Simplified Training Page
Last updated
Last updated
Alright, so you've probably came across with this page. But things are hard with advanced page. But no worries, one of uberduck mod has made a simplified page so you would understand and it's also user-friendly.
Go ahead and open colab page.
Now once you have done clicking on it, you'll be then meet with this page:
Okay, here's a thing you should do, copy to drive so that you won't have to start over again and touch the user's colab page.
The next thing you should do is this, go ahead click on these 3 cells hidden:
First things first, we'll need to check for GPU. So as the list goes, if you have:
P100
V100
T4
Then it should be good to go, otherwise, if you have K80 or P4 then it will slows your process. Here how we can fix this.
Go to runtime and select factory reset runtime:
You should get this window pop-up:
If this window didn't pop up, that means it won't just factory reset and it needs this window to be popped up. If that didn't do that, then clear some cookies on your browser, disable adblock or open in a different browser.
Now once you clicked yes and selected check GPU as listed above, then you should be good to go.
Colab update: Apparently there's a 0.05% (I think) chance they might give you a good GPU, otherwise you may get stuck on the k80 so try not to factory reset it too much.
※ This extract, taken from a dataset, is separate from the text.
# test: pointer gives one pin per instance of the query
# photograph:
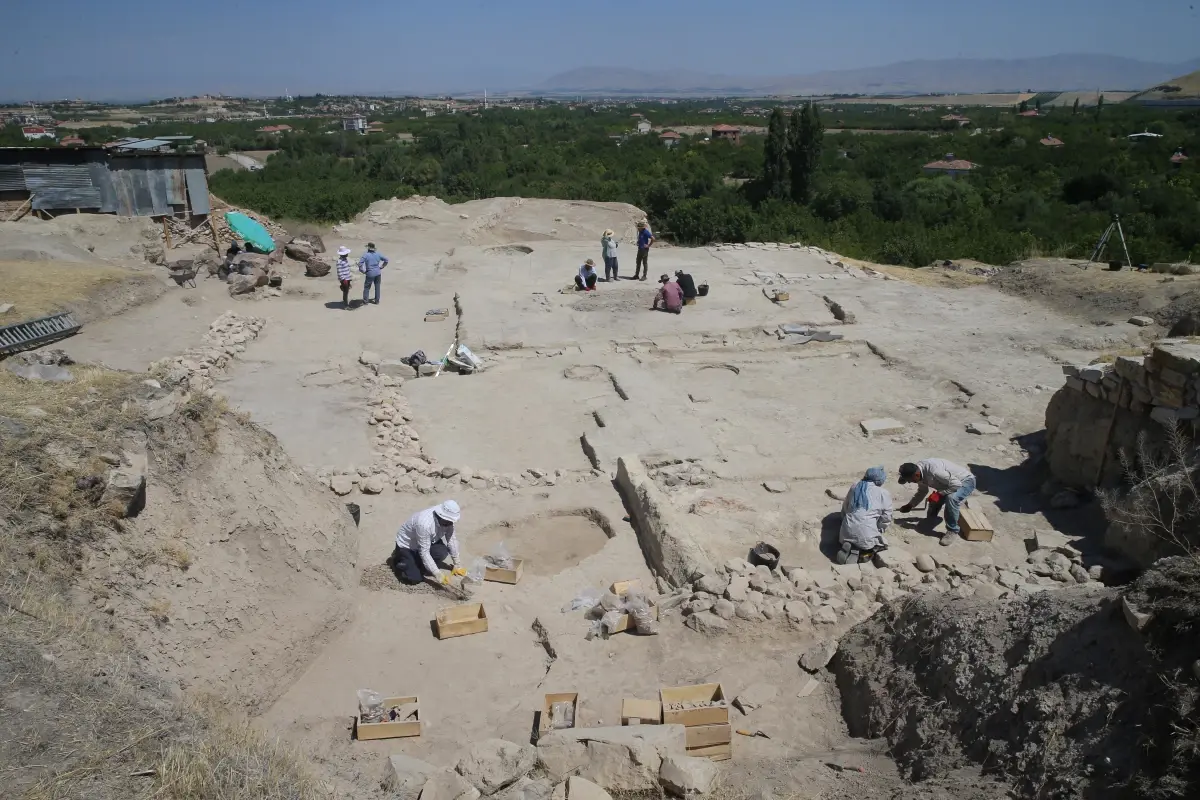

Then we will be clicking this cell:
This will prevent you to disconnect automatically.
Finally:
If you have a lot of datasets and I mean A LOT on your speech sound files, then i suggest compress zipping on it, I made tutorial for not only just sending dataset to the discord server but also for your training:
Next time you'll run up into this section:
Mount your google drive is pretty obvious, you just need your google account and that's all.
After mounted you wanna run this 2nd cell, this will install tacotron and created wavs folder
If you came across this problem:
That's, probably fine. You don't have to worry about this. Unless if someone says that those files are that important, I'll edit this guide in a moment.
Alright now before you run everything in to, go ahead and click this folder icon on the left side:
You will have this opened:
Here's what you want to do. Open tacotron2, and then you should see wavs folder:
What you wanna do is import .wav's into wavs folder, you have ether drag all .wav's into wavs folder, or just right click and select upload.
Also, do the same with filelists with your text document that you transcribed or else you'll end up with an error.
Now here comes this main part:
Here's what you should do:
model_filename is your model name to upload for uberduck.
Training_file is the one where you should place the path in there, which is "filelists/*textname*.txt"
hparams.batch_size is the ones where tacotron will try to train, depending on GPU power. Please don't put too much or you'll end up with an error out of memory. So I recommend putting for free users 20.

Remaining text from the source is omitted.